Instead of leaving your Christmas tree curbside with your holiday trash, the City of Dripping Springs council and staff would like to encourage you to “THINK GREEN” and participate in the city’s first ever Christmas Tree Recycling Program.Marcus Lees, owner of Lees Trees, has generously donated the services of his company to recycle undecorated Christmas Trees into high quality mulch that will be given away for free.

Residents participating in the Christmas Tree Recycling Program should drop off their trees, also free of charge, at the Triangle, located at intersection of Hwy 290 and Ranch Road 12, from 8 a.m. until 5 p.m. on Saturdays, January 3 and 10, 2009. The mulch will be available on a first-come-first-service basis. Individuals picking up mulch should bring their own bags and tools required to carry it away.

“Recycling Christmas trees is a wonderful way for our citizens and businesses to help the environment,” said City Administrator Michelle Fischer. Completely earth-friendly, she added, the chippings can be used for various projects from flower beds to gardens to hiking trails.

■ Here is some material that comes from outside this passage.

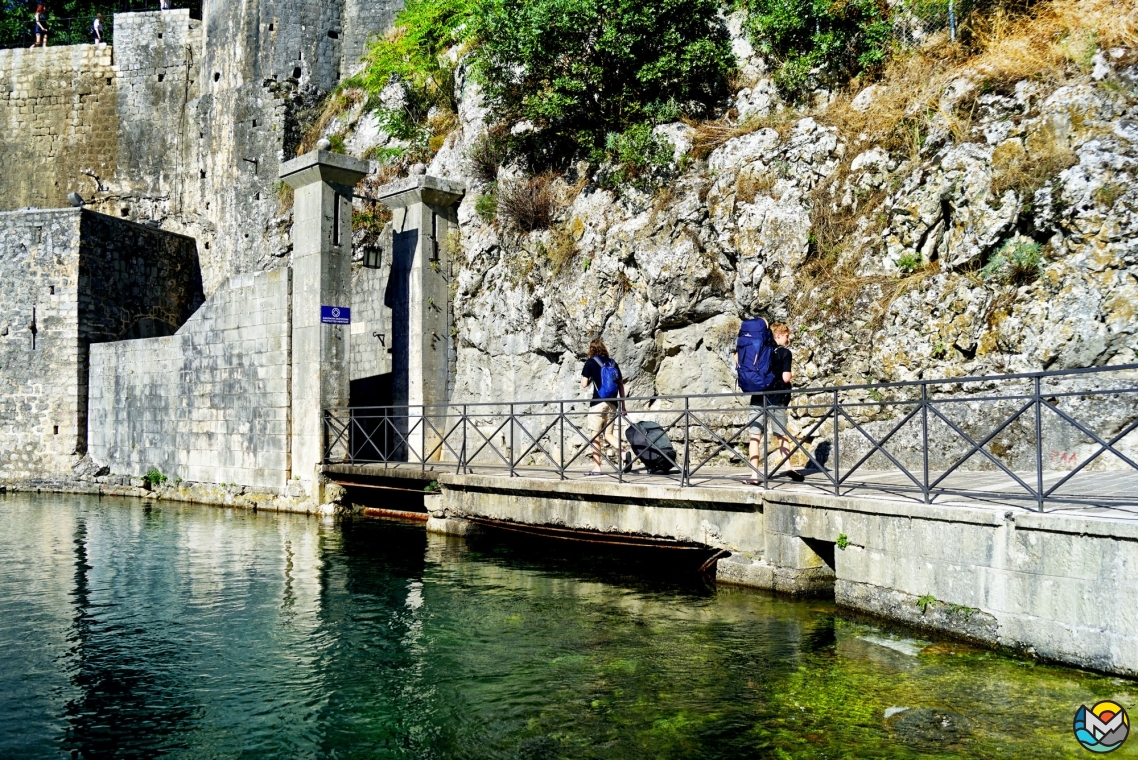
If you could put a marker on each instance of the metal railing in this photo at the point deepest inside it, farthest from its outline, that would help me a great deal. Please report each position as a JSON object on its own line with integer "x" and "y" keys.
{"x": 18, "y": 31}
{"x": 1042, "y": 438}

Before depositing trees, all tree stands, lights, ornaments and other tree decorations must be removed. Please do not illegally dump any other items at the drop off location. If you have any questions, contact City Hall at 512-858-4725 for more information.



* In a national survey, 93 percent of consumers who used a real Christmas tree recycled theirs in some sort of community program.

* Today around 98 percent of real Christmas trees are grown on farms throughout all 50 states and Canada. Real trees are a renewable, recyclable resource, and real trees are planted to be harvested just as corn and pumpkins are cultivated for harvest.

* For each real Christmas tree harvested, up to three new seedlings are planted in its place, depending on farm size and current field rotation. Young trees in their rapid growth years have a high rate of photosynthesis and thus produce more oxygen than older trees.

* There are about 500,000 acres in production for growing Christmas trees. Each acre provides the daily oxygen requirements for 18 people.

* This year, over 60 million new seedlings were planted by Christmas tree farmers all over North America.